Nshuti said in order to get the scholarship, students who received high scores on the standardized exam are chosen to take more tests.

“If you made high grades, you are able to take the written exams,” Nshuti said. “If you pass that, then you can go ahead and do interviews for schools abroad. For the interviews, they don’t tell us which school is interviewing us or who we’re going to talk to. After that, they call you and tell you, ‘Congratulations, you got the scholarship.’ When I got the call, I didn’t even know there was a state called Oklahoma.”

Nshuti said when she first came to the U.S., she knew very little English and was surprised to see people being nice and trying to help her.

“Everyone in Rwanda wishes to come to America,” Nshuti said. “We watch these movies and say, ‘I want to experience that.’ When I got here it was really hard, but I eventually got used to it. I like to tell my friends back home that people here hold the door for you, they’re really willing to help you and they don’t laugh at you if you don’t know anything.”

According to Kelsey Herndon, Oklahoma Christian’s international admissions counselor, the program is currently on hold.

“Rwanda scaled back the program starting around 2012,” Herndon said. “Instead of 10 students, they sent us back to seven and then we went to five for the last two years. Rwanda is paying for them to come here. OC gave some tuition scholarship, but they paid for everything else.
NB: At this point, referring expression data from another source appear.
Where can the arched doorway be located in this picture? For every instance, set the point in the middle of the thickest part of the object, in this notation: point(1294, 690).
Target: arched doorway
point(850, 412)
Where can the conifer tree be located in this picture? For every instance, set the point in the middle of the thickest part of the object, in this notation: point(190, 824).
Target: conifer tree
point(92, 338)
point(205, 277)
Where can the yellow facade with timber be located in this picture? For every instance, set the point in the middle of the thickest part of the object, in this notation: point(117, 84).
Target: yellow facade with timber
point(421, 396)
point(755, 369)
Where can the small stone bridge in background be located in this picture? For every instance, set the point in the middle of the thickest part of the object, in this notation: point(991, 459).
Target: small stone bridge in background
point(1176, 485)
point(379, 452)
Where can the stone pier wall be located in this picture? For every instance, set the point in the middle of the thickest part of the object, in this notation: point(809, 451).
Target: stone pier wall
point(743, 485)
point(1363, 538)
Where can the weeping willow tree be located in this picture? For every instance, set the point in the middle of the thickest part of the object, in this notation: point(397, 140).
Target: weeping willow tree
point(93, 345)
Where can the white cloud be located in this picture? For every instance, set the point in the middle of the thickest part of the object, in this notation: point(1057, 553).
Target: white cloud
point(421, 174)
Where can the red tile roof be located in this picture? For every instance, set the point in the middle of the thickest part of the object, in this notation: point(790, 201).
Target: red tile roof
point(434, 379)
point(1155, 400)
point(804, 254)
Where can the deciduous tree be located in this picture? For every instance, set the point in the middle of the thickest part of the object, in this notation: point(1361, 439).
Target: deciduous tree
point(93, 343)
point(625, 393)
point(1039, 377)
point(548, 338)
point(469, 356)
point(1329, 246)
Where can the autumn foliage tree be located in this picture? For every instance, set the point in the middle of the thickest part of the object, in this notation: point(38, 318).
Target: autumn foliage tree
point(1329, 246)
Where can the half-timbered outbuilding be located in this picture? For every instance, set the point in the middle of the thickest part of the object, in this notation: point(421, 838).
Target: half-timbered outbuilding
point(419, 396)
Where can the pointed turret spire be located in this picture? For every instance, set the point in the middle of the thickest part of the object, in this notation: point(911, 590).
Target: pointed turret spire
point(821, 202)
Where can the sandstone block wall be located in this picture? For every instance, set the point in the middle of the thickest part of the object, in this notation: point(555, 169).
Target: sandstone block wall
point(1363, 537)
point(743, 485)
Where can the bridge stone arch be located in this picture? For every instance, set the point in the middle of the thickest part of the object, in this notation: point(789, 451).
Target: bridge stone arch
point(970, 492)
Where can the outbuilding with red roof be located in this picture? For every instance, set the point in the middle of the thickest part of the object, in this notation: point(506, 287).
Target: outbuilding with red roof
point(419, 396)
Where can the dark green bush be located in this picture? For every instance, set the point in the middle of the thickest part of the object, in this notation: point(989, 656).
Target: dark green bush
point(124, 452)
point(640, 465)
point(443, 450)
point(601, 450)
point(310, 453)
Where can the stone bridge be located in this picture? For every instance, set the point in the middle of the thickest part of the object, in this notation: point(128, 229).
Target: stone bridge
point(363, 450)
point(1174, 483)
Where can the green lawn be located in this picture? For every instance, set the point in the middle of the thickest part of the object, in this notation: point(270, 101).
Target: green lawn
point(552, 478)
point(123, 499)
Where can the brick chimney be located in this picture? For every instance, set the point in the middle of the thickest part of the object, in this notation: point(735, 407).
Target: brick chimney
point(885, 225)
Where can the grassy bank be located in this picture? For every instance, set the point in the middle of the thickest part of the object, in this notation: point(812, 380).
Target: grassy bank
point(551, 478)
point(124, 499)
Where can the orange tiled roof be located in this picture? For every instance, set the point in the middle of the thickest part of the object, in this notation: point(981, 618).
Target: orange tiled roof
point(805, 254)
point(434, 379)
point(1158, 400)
So it became very expensive for them.””

deSteiguer said the program will likely not return to how it was when it began, but the relationship between Oklahoma Christian and Rwanda will continue.
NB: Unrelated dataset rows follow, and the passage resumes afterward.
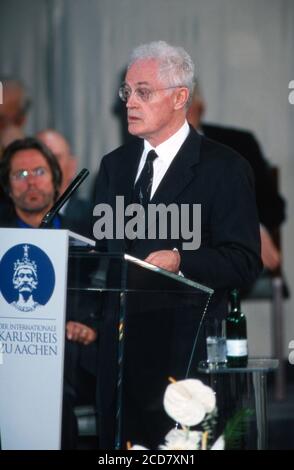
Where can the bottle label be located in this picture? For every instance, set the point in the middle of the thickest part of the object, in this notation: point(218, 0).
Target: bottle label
point(237, 347)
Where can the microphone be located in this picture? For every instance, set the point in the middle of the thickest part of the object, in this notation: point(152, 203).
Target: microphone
point(47, 219)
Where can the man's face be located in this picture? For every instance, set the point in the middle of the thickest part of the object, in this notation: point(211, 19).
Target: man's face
point(24, 280)
point(35, 193)
point(157, 119)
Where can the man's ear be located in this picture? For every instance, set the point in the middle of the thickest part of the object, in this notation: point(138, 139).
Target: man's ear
point(181, 97)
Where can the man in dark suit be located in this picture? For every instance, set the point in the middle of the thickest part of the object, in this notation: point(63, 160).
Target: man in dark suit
point(183, 168)
point(270, 204)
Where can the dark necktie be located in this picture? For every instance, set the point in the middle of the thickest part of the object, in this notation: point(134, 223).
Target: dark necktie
point(142, 188)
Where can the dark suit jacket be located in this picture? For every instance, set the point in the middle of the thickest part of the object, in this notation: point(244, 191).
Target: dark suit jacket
point(203, 172)
point(271, 205)
point(79, 308)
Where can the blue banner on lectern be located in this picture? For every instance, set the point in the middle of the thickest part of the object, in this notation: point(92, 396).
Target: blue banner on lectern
point(33, 279)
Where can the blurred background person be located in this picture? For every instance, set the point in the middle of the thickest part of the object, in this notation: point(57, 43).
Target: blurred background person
point(31, 177)
point(270, 204)
point(13, 111)
point(77, 211)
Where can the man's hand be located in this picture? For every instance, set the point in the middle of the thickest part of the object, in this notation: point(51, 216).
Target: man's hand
point(165, 259)
point(79, 332)
point(270, 255)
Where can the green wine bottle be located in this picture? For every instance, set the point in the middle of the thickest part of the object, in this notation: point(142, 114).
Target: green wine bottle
point(236, 332)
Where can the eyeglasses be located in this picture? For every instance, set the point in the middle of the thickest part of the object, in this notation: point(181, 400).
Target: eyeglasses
point(143, 93)
point(22, 175)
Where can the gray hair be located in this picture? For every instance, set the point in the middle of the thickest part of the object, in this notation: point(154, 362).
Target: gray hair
point(176, 67)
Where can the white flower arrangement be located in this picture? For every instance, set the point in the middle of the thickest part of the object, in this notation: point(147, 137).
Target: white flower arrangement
point(189, 403)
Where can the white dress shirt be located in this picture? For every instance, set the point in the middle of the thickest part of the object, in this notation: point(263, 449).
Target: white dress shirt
point(166, 153)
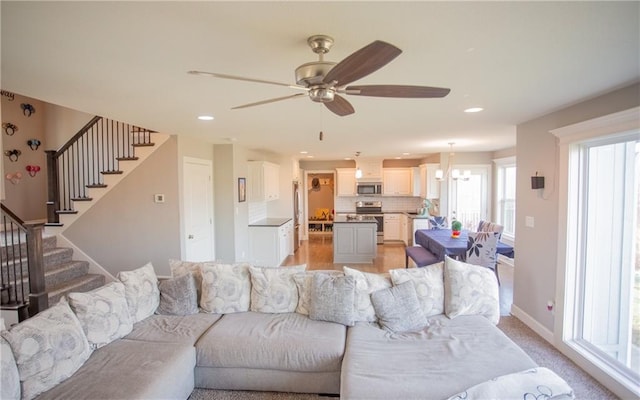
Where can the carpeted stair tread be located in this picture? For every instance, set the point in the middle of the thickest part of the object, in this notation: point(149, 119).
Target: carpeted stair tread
point(84, 283)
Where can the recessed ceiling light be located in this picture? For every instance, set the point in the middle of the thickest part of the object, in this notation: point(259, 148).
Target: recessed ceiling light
point(474, 109)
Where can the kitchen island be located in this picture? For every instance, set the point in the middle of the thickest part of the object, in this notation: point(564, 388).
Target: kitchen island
point(354, 239)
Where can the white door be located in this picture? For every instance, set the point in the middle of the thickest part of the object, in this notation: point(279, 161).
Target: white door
point(469, 199)
point(198, 210)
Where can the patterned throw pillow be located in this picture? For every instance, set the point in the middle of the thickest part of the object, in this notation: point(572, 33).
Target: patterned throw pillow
point(10, 389)
point(366, 283)
point(178, 296)
point(470, 290)
point(273, 290)
point(429, 286)
point(226, 288)
point(141, 290)
point(332, 298)
point(103, 314)
point(48, 348)
point(398, 308)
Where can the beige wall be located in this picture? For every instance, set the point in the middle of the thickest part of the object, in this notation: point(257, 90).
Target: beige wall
point(537, 247)
point(126, 229)
point(28, 197)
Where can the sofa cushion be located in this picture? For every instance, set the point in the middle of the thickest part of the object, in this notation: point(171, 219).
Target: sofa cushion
point(178, 296)
point(273, 290)
point(366, 283)
point(103, 313)
point(48, 348)
point(141, 289)
point(332, 298)
point(185, 329)
point(128, 369)
point(226, 288)
point(285, 342)
point(398, 308)
point(429, 284)
point(10, 388)
point(470, 290)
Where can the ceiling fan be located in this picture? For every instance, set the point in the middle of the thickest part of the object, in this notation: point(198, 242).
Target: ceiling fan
point(324, 81)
“We still have a good number of Rwandan students here that are part of that program, finishing up that program or are just here because they know that OC is a great place to get an education,” deSteiguer said. “This program has brought the world to our Oklahoma Christian campus here. Rwandan students have, as a general rule, been extremely hard working and successful in the classroom and in the labs. It has really raised the bar for all of us.”